L’inizio è da favola, due gol di tacco contro Atalanta e Frosinone. Ma di fatto quell’inizio si rivela anche la fine. L’infatuazione dei tifosi per il Flaco svanisce, infortunio dopo infortunio. Scivola dentro un equivoco tattico, perché né Di Francesco né Fonseca, che pure tenta di recuperarlo, individuano la posizione per farlo rendere al meglio.
E’ leggero, il Flaco, riservato, tatticamente un po’ sfuggente. E’ un trequartista, al massimo una seconda punta. Ma nelle varie configurazioni tattiche della Roma in questi tre anni, non è mai riuscito a rivelarsi utile per la squadra. E dunque il problema non può essere solo il modulo.

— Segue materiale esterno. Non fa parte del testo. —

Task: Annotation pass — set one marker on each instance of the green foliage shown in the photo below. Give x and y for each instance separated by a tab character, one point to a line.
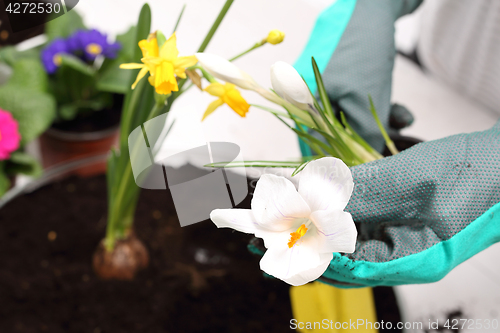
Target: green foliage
64	25
4	180
25	96
112	78
34	110
28	73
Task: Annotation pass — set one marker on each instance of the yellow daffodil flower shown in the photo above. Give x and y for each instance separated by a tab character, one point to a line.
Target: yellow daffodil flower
227	94
275	37
162	64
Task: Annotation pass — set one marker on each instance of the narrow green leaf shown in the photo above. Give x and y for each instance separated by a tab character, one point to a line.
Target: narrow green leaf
160	38
78	65
322	91
215	25
179	19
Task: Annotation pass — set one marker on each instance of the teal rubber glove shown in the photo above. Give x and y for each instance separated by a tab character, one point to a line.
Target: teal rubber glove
422	212
353	45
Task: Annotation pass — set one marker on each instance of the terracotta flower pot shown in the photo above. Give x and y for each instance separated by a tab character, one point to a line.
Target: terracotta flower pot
87	135
59	146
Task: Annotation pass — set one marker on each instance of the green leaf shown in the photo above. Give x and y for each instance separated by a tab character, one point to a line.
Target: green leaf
4	181
179	19
160	39
64	25
142	31
9	54
133	97
111	77
29	73
77	65
33	110
21	162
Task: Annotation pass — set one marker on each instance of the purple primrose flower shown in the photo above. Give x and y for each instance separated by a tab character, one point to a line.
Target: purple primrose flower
51	55
92	43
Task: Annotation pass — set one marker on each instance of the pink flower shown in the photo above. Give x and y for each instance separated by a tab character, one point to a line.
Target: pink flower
9	135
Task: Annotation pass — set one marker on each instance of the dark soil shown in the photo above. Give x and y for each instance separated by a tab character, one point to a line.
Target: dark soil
200	278
94	121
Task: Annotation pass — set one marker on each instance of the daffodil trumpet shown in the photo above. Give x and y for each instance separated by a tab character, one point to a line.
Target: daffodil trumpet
156	58
163	63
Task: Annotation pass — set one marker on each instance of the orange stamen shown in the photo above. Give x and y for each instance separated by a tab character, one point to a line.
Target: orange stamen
295	236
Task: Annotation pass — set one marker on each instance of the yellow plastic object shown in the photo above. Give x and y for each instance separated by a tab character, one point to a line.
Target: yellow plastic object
319	307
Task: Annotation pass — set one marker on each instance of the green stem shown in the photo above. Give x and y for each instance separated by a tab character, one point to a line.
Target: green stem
216	24
118	222
179	18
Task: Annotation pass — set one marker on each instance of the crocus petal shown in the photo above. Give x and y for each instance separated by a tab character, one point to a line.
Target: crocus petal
141	74
326	183
276	204
290	86
215	89
336	231
296	266
212	107
225	70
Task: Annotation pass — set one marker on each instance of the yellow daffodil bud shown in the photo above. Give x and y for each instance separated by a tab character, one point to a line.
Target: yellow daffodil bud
275	37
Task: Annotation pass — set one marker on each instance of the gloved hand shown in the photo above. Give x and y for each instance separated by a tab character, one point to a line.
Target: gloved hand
353	45
422	212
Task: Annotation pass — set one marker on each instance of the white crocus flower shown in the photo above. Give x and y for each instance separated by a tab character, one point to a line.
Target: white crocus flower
301	228
290	86
226	71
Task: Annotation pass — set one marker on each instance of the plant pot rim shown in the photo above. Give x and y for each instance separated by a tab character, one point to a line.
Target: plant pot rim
81	136
50	174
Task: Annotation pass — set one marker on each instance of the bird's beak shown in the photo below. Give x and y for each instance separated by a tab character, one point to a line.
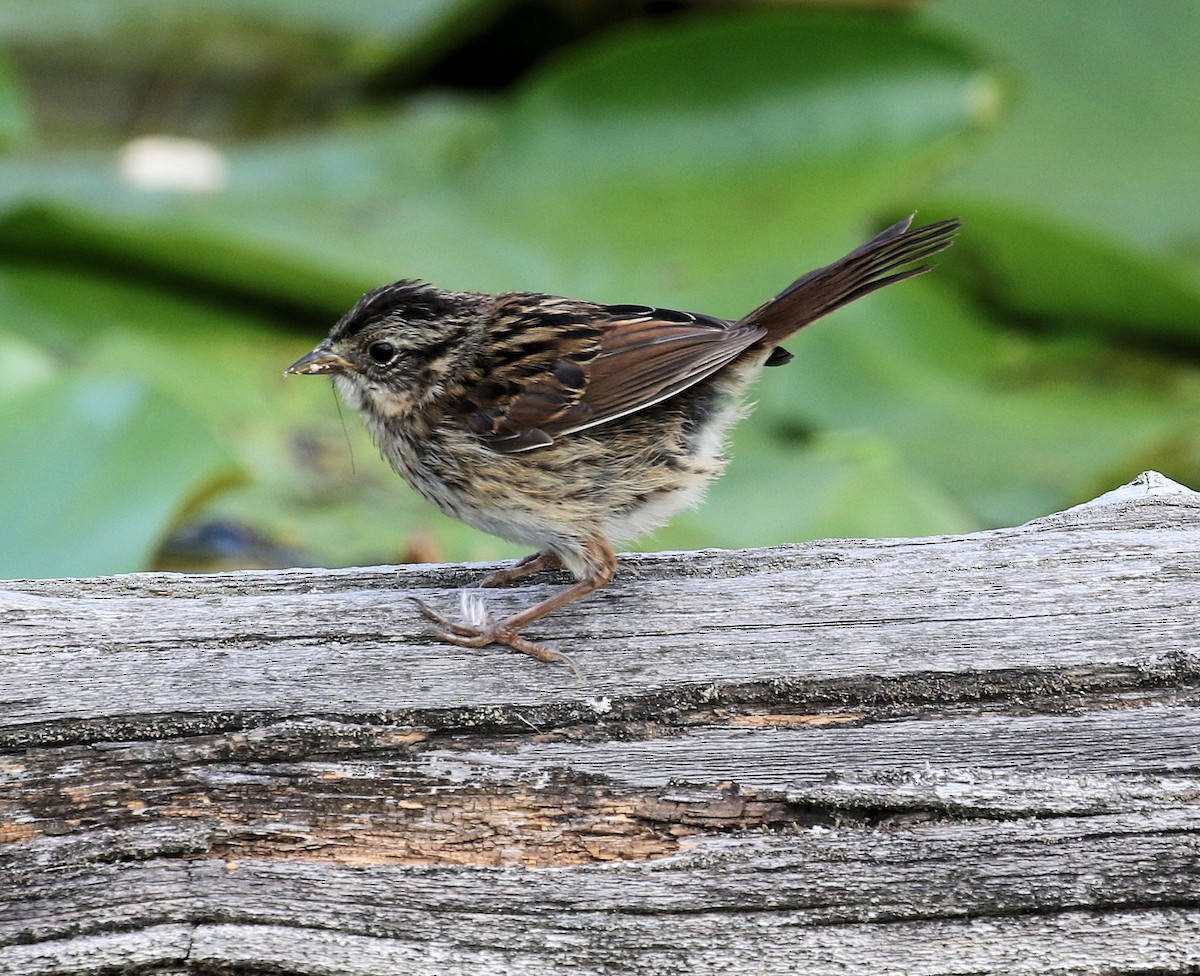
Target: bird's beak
321	360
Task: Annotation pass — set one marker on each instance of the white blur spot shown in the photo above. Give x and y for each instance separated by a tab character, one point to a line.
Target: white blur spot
166	162
474	610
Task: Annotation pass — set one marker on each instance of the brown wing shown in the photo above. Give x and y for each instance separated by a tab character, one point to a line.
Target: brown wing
561	366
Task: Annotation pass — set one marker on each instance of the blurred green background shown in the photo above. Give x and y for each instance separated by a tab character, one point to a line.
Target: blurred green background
191	193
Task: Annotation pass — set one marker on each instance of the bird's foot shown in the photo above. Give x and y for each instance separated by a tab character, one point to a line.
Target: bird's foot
480	628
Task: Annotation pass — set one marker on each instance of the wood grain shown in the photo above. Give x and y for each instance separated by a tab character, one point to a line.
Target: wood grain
959	754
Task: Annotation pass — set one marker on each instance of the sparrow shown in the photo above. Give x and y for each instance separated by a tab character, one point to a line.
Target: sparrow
565	425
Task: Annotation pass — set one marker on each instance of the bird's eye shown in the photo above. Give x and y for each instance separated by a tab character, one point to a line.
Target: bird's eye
382	352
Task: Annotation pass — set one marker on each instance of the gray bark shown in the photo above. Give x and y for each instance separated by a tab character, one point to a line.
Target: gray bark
946	755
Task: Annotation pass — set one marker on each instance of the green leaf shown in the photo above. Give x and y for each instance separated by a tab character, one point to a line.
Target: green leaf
1012	426
1065	275
15	123
595	180
95	471
1107	132
377	29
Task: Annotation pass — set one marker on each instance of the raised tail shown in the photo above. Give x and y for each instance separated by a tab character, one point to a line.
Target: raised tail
879	262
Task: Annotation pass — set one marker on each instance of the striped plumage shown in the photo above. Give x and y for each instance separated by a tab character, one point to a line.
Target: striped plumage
568	425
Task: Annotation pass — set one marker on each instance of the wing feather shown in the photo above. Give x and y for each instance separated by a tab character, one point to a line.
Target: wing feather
564	366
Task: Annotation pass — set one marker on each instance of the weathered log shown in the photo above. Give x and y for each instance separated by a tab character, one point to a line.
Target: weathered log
958	754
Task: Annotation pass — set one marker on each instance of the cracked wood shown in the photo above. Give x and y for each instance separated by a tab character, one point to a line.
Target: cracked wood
955	754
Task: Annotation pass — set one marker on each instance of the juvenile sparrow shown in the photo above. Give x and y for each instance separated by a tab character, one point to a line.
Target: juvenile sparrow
565	425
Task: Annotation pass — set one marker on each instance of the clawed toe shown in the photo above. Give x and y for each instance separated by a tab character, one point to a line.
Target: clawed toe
490	630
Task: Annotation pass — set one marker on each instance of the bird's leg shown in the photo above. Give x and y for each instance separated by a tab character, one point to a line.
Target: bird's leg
532	563
484	629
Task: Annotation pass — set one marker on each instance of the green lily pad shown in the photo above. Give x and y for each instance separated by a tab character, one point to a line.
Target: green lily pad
1105	132
1038	268
96	471
797	125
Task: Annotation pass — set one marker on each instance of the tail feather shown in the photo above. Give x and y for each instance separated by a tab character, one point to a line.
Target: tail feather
882	261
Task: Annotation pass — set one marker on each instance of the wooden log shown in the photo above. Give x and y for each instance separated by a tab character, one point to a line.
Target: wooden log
958	754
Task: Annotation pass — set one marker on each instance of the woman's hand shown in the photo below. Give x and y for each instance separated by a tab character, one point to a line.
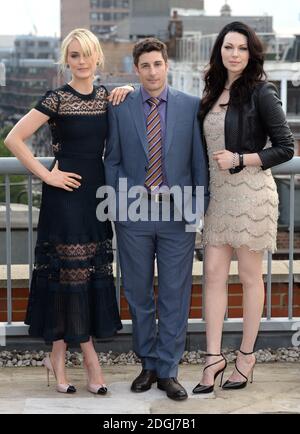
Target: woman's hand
224	159
64	180
119	94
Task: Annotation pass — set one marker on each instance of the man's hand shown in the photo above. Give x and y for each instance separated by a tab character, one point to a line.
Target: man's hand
119	94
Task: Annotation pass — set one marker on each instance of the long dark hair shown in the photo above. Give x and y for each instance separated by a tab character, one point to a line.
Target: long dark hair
216	75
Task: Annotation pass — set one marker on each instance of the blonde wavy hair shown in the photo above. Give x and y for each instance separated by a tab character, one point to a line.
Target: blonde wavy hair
89	44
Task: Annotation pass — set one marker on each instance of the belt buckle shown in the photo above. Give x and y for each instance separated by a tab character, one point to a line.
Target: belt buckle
157	197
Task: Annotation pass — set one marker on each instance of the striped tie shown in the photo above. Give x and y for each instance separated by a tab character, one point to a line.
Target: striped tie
154	177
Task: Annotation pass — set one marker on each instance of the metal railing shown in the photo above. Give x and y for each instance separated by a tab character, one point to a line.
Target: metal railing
11	166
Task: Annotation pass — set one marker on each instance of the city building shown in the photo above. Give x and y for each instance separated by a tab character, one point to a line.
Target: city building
99	16
151	19
30	71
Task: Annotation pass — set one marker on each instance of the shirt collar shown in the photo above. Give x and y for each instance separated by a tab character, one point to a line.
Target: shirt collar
163	96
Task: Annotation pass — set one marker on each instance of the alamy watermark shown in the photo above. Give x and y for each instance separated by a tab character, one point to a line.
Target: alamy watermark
2	74
136	204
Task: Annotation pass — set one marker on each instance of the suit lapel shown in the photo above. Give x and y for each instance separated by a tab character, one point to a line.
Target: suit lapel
136	107
172	116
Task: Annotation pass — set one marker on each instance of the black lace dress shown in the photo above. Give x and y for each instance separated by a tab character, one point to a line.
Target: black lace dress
72	294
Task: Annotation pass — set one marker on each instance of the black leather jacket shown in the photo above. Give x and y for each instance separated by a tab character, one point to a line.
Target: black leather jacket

Forse, la mancanza di feeling ha a che fare col suo primo grande amore calcistico, Juan Roman Riquelme, veloce di pensiero e capace di giocare a un ritmo solo suo, tutto suo. O forse con il ritratto dell’allenatore che l’ha fatto esplodere al Velez Sarsfield, Ricardo Gareca, che l’ha definito “sfacciato e coraggioso”.
Doti rimaste come un ricordo da contemplare dentro una Grande Bellezza annebbiata dal tempo e dalla perdita di leggerezza.